Le manifestazioni nelle città italiane di Roma, Milano, Palermo, Udine, sono state promosse dal movimento “Non una di meno” per denunciare ancora una volta l’insopportabile aumento del femminicidio in Italia. Un fenomeno che, nonostante i diversi appelli alla sensibilizzazione e le numerose espressioni di protesta, stenta a placarsi. Dal 2015 ad oggi i casi di femminicidio hanno registrato un netto incremento, quasi a testimoniare il fatto che l’efferatezza di questi terribili delitti, per lo più consumati all’interno di relazioni tossiche, non accenna a placarsi e non beneficia dei numerosi appelli e delle tante manifestazioni che spesso non sono seguiti da una riflessione più profonda e attenta.

Nel 2015 si sono registrati 71 femminicidi, passati a 72 nel 2016, a 68 nel 2017, per poi avere un’impennata nel 2018 con ben 142 casi, scesi a 111 nel 2019, 116 nel 2020, 119 nel 2021, 125 nel 2022 e 105 nel 2023 quasi come l’anno che si sta concludendo che di femminicidi ne ha visti, finora, 106. Dal 2013 allo scorso anno, nonostante l’aumento del 156% delle risorse economiche stanziate per prevenire e attuare misure contro la violenza di genere, gli episodi di femminicidio non si sono affatto placati. In quasi la metà dei casi la donna aveva precedentemente denunciato l’omicida. Dall’ultimo rapporto Eures, aggiornato al 2017, i casi di femminicidio sono in aumento al nord e in netto calo al sud. Le regioni più colpite sono state Lombardia, Veneto, Campania, Emilia Romagna, Piemonte, Toscana, Lazio e Liguria.
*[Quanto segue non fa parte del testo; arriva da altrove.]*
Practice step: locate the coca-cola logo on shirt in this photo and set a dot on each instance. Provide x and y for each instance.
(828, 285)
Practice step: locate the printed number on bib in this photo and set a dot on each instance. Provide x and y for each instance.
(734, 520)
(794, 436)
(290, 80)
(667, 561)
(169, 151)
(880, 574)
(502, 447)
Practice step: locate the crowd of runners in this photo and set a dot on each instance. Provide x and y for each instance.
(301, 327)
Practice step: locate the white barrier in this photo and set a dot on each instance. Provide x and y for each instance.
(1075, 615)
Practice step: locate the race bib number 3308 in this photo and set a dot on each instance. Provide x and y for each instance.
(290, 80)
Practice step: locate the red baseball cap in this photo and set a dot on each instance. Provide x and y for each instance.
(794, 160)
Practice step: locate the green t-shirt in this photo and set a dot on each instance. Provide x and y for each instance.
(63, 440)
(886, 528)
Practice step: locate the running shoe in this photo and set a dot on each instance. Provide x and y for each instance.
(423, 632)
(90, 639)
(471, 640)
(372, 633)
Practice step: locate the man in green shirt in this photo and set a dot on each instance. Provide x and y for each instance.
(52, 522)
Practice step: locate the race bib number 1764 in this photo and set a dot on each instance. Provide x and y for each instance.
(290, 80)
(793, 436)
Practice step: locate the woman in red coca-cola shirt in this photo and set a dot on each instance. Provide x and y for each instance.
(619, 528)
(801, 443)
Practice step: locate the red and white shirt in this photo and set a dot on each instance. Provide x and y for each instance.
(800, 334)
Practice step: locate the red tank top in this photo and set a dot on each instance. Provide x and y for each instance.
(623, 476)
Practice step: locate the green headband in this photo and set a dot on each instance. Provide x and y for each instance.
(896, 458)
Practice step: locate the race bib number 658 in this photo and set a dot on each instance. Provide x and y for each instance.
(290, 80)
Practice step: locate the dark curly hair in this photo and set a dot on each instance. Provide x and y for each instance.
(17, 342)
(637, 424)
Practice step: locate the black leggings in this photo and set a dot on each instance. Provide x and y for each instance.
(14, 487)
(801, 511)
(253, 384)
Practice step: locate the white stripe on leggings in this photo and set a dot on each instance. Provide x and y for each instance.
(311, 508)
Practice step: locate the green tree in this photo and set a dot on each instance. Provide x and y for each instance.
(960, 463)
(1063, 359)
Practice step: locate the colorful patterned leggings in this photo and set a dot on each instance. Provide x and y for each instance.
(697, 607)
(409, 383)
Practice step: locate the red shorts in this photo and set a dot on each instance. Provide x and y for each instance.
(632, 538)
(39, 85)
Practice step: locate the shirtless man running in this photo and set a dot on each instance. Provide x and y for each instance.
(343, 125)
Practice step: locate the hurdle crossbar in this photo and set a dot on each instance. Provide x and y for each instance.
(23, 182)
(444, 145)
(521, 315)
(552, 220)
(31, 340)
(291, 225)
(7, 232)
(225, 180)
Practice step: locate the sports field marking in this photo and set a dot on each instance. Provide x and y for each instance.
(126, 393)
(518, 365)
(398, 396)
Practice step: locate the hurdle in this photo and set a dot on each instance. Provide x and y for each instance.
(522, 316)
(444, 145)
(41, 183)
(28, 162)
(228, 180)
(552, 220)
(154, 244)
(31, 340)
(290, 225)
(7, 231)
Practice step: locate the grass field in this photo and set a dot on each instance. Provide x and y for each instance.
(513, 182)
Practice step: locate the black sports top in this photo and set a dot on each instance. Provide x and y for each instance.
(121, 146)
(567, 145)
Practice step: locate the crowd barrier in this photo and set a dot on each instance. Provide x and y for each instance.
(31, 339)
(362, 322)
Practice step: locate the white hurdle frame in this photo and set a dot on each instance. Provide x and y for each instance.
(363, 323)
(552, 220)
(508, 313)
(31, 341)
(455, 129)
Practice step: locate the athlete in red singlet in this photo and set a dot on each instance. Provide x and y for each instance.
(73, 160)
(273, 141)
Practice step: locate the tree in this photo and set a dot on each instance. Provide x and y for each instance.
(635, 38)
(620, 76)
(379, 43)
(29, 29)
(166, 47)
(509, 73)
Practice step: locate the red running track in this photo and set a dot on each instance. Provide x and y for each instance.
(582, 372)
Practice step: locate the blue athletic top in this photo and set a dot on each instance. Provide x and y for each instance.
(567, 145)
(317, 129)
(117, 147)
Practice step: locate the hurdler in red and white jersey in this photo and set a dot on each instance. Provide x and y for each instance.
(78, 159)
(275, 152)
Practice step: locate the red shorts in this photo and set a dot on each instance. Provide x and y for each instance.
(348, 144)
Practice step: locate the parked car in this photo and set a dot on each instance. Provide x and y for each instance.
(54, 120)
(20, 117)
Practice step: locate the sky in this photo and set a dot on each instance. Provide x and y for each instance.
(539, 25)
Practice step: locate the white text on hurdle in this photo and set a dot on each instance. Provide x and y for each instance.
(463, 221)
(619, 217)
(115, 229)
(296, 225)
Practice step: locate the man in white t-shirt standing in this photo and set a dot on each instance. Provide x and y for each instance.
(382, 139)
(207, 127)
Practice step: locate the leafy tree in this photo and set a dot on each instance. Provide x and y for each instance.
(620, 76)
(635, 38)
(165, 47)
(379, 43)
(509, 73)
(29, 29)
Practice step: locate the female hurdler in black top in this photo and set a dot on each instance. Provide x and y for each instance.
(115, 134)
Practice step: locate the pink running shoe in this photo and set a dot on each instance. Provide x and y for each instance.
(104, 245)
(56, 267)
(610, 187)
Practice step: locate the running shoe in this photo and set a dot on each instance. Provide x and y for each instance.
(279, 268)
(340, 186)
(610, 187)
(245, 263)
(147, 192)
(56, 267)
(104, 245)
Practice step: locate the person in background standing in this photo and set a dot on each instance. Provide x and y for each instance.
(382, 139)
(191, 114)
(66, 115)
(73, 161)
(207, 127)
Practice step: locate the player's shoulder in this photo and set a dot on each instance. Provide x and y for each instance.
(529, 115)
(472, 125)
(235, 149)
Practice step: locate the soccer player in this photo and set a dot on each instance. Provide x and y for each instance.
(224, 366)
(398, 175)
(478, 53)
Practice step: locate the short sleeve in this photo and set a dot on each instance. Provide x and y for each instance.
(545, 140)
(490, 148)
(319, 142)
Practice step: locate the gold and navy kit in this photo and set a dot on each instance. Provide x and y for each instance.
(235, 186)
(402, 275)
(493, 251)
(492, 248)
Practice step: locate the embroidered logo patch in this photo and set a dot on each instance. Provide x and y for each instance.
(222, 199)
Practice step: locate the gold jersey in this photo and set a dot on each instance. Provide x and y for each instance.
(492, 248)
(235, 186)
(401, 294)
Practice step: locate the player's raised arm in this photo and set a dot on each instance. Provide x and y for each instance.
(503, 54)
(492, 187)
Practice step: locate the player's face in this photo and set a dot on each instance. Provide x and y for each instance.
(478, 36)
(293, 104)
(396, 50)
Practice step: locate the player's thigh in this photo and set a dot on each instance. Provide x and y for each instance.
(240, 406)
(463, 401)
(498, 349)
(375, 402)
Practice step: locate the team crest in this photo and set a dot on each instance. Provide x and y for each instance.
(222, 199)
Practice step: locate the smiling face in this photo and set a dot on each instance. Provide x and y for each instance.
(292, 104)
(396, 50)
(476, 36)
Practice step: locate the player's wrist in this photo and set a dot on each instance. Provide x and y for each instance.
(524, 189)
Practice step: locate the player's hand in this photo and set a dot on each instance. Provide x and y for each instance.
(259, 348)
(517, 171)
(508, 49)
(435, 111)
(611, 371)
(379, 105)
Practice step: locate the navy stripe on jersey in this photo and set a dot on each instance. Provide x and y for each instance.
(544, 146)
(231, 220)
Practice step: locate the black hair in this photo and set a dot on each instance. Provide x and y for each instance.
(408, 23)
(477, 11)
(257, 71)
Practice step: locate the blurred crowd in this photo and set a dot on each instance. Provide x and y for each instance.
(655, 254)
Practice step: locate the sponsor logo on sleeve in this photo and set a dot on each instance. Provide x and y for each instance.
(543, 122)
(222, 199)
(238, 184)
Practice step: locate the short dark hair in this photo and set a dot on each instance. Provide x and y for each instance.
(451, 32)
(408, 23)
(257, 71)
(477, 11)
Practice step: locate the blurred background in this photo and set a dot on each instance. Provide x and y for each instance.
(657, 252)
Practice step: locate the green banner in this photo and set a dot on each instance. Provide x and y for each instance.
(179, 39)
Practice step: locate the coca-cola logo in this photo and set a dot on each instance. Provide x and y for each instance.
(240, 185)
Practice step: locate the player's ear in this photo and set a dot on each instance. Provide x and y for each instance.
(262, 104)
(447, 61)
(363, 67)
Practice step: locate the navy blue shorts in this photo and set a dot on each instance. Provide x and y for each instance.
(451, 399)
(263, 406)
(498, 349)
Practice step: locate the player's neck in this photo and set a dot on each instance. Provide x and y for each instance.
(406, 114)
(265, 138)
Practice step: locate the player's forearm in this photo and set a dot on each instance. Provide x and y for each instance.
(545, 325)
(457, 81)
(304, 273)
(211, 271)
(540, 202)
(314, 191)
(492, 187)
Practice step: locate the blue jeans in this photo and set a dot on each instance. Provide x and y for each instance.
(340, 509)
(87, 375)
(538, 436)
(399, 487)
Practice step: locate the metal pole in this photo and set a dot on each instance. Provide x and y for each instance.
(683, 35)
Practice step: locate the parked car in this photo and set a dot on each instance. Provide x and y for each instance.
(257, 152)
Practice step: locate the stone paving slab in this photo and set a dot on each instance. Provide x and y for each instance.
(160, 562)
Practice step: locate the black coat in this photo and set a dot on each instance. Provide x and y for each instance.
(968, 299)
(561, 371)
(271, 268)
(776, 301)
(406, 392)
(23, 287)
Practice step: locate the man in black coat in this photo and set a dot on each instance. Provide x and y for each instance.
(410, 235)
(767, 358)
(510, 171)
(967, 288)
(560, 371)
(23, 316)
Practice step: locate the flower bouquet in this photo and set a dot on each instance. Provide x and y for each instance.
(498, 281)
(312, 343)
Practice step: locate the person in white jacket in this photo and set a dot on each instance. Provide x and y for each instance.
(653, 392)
Ciò non significa che nel sud non vi siano stati efferati delitti come quelli della cronaca degli ultimi giorni. Alla manifestazione, organizzata a Roma quest’anno, hanno partecipato 250mila persone unite dal motto “Siamo il grido altissimo e feroce di tutte quelle donne che più non hanno voce”, ma dati alla mano pare che la strada per sconfiggere questo cancro non sia solo quella delle ricorrenze e delle manifestazioni, ma un ascolto più umano delle vittime e soprattutto dei carnefici, spesso incapaci di comprendere il proprio disagio.